The failure of Le Drian’s mission in Beirut has raised fears that Hariri might step down in protest at the continued obstruction of his attempts to form a government of nonpartisan specialists to deliver reforms in line with the French initiative. Future Movement MP Mohammad Hajjar told The Daily Star Monday that quitting was one of Hariri’s options.
But former Premier Najib Mikati Tuesday warned Hariri against abandoning his efforts to form a new government, saying this would amount to “political suicide.”
Mikati, along with former Premiers Fouad Siniora and Tammam Salam, have been harsh critics of Aoun’s performance, accusing him of violating constitutional rules in the Cabinet formation process. The three ex-premiers have supported Hariri in the Cabinet standoff.
“The policy of stubbornness and arrogance is no longer useful in dealing with the Cabinet file after the Lebanese situation has entered the stage of economic, financial and social chaos. Halting the total collapse is required through the quick formation of a government to launch the required remedies in agreement with the concerned international organizations and with the support of Lebanon’s friends and brothers,” Mikati told visitors at his residence in the northern city of Tripoli.
“There is someone who wants to take control of everything in power. Whenever you make concessions to him, he asked for more,” he said, in an implicit allusion to Bassil. Referring to the possibility of Hariri stepping aside, Mikati said: “Stepping down from forming the government today amounts to political suicide.”

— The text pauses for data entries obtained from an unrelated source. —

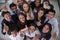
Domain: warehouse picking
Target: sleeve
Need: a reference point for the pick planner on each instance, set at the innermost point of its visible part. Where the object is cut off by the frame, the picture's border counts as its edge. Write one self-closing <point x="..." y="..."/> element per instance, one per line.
<point x="56" y="29"/>
<point x="37" y="32"/>
<point x="2" y="28"/>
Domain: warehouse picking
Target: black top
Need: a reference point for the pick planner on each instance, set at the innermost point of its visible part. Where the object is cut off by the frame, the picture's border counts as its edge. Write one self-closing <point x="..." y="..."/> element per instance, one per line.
<point x="20" y="25"/>
<point x="7" y="23"/>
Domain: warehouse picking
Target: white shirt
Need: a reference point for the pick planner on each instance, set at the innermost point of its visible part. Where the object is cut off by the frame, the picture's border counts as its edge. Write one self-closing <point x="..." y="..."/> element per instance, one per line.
<point x="54" y="24"/>
<point x="16" y="38"/>
<point x="32" y="34"/>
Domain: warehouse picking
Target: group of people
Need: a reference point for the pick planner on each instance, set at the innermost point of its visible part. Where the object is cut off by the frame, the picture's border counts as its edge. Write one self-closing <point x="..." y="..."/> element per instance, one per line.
<point x="30" y="20"/>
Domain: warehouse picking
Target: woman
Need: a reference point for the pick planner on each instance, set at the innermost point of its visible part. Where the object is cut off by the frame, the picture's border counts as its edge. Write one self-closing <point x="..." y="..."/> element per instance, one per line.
<point x="22" y="22"/>
<point x="47" y="6"/>
<point x="28" y="12"/>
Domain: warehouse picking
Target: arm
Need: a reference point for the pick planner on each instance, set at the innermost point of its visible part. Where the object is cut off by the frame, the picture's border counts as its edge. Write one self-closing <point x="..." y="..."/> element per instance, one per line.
<point x="56" y="29"/>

He underlined the need for “changing the mentality of monopoly and elimination prevailing within the [Aoun] mandate’s team in order to quickly tackle many issues with the required firmness so that everyone can join in unity and solidarity the rescue process.”
Referring to the 1989 Taif Accord that ended the 1975-90 Civil War and stipulated equal power sharing between Muslims and Christians, Mikati said: “The Taif Accord is still the best for Lebanon and for its political and sectarian setup, but we must properly implement it and complete [implementing all its provisions].”
In addition to the worst economic crisis since the Civil War and the crashing Lebanese pound that has already lost more than 90 percent of its value since 2019, the Lebanese are bracing for further misery as the caretaker government plans to remove subsidies on essential items, such as fuel, wheat and medicine.
Comments that subsidies on these items would be removed by the end of May have triggered panic buying at supermarkets, sending prices of meat and chicken skyrocketing. Amid fuel shortages across the country, cars Tuesday for the third consecutive day lined up outside gas stations.